Teresa and Edinah were captured by Rhodesian Forces in Zvishavane at the tender ages of 13 and 11 respectively. Teresa narrated her heart-rending ordeal during a tour of Nyaradza Restriction Camp in Gokwe last week.

“I remember seeing blood trickling on my legs and not knowing what to do or who to ask since we had left our mothers home. Older girls with whom I was detained advised me to use leaves but this never really helped. Our monthly menstrual periods were horror. At times we used sacks or even just walk around dripping until the end of the cycle.”

Researcher and Zanu-PF activist Cde Raymond Mazorodze said the tour of Nyaradza Restriction Camp – the first detention centre set up in 1959 – was part of an ongoing programme to document untold stories of ex-political detainees.

“We are touring prisons, restriction camps and unrecorded battle sites of the Second Chimurenga and asking the comrades who were there to narrate what really happened,” said Cde Mazorodze.

The National Archives of Zimbabwe and the National Museums and Monuments of Zimbabwe dispatched teams to record stories of ex-detainees.

NAZ director Mr Ivan Murambiwa said, “We lend support to these volunteer program as it fits in well efforts to document and preserve memories of the Second Chimurenga.”

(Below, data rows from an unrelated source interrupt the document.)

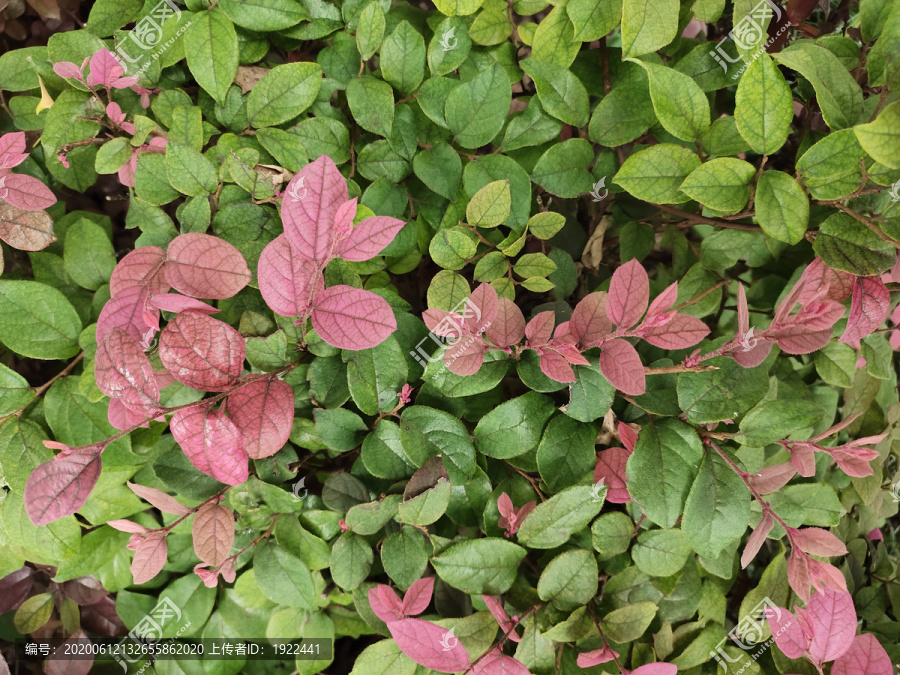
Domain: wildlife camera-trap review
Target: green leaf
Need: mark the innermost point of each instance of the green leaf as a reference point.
(37, 321)
(489, 206)
(837, 93)
(513, 428)
(763, 108)
(847, 245)
(717, 510)
(628, 623)
(562, 169)
(717, 395)
(656, 173)
(485, 565)
(680, 104)
(403, 58)
(284, 93)
(89, 255)
(555, 520)
(782, 208)
(560, 92)
(722, 184)
(476, 110)
(661, 553)
(213, 54)
(372, 103)
(881, 138)
(776, 420)
(647, 26)
(661, 469)
(569, 580)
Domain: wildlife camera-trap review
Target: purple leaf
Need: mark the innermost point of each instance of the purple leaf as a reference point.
(61, 486)
(212, 442)
(429, 645)
(621, 365)
(351, 318)
(263, 412)
(308, 210)
(204, 266)
(368, 238)
(629, 294)
(202, 352)
(288, 282)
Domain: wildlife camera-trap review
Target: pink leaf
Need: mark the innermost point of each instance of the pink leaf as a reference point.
(757, 539)
(418, 597)
(159, 499)
(141, 267)
(61, 486)
(26, 192)
(288, 282)
(555, 366)
(621, 365)
(629, 294)
(508, 328)
(816, 541)
(385, 603)
(589, 323)
(204, 266)
(833, 619)
(263, 411)
(351, 318)
(309, 207)
(202, 352)
(866, 656)
(429, 645)
(869, 306)
(498, 663)
(611, 469)
(123, 371)
(213, 533)
(368, 238)
(540, 329)
(149, 556)
(679, 332)
(212, 443)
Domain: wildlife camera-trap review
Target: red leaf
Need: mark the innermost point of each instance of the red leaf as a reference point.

The project, dubbed “Capturing a Fading National Memory”, was started over a decade ago by volunteers like Cde Mazorodze in collaboration with NAZ and NMMZ. Several visits have been made so far to places like Gonakudzingwa, Sikombela and Khami.

“Midlands is rich in historical sites that should be recognised. Prisons like Hwahwa where the icon of Africa President Mugabe was detained cannot just be ignored. I think a history school or something of that nature should be constructed at the site so that the value and significance of the place will remain unchanged,” suggested Teresa Moyo.

Ex-political prisoner Cde Titus Nkomazana remembers a house in Amaveni where the late Father Zimbabwe, Cde Joshua Nkomo, resided when he visited Kwekwe.

“That house at P9 Amaveni should be made a national monument,” he said. “It is at this house where intelligence missions of ZIPRA guerrillas were crafted. These included the largely misconstrued ‘disappearing powers’ of the late Father Zimbabwe.”

University of Zimbabwe History lecturer Dr Kenneth Manungo said there was need to keep recording the country’s colonial history from the Zimbabwean perspective, especially the role of women.

“This is a good initiative. Young people need to be taught the history of our country because in countries like the United States, history is a mandatory subject to all students in university. Papers and books have been written of course but more needs to be done; there still gaps especially on issues of women’s role in the struggle, the topic is not yet exhausted,” he said.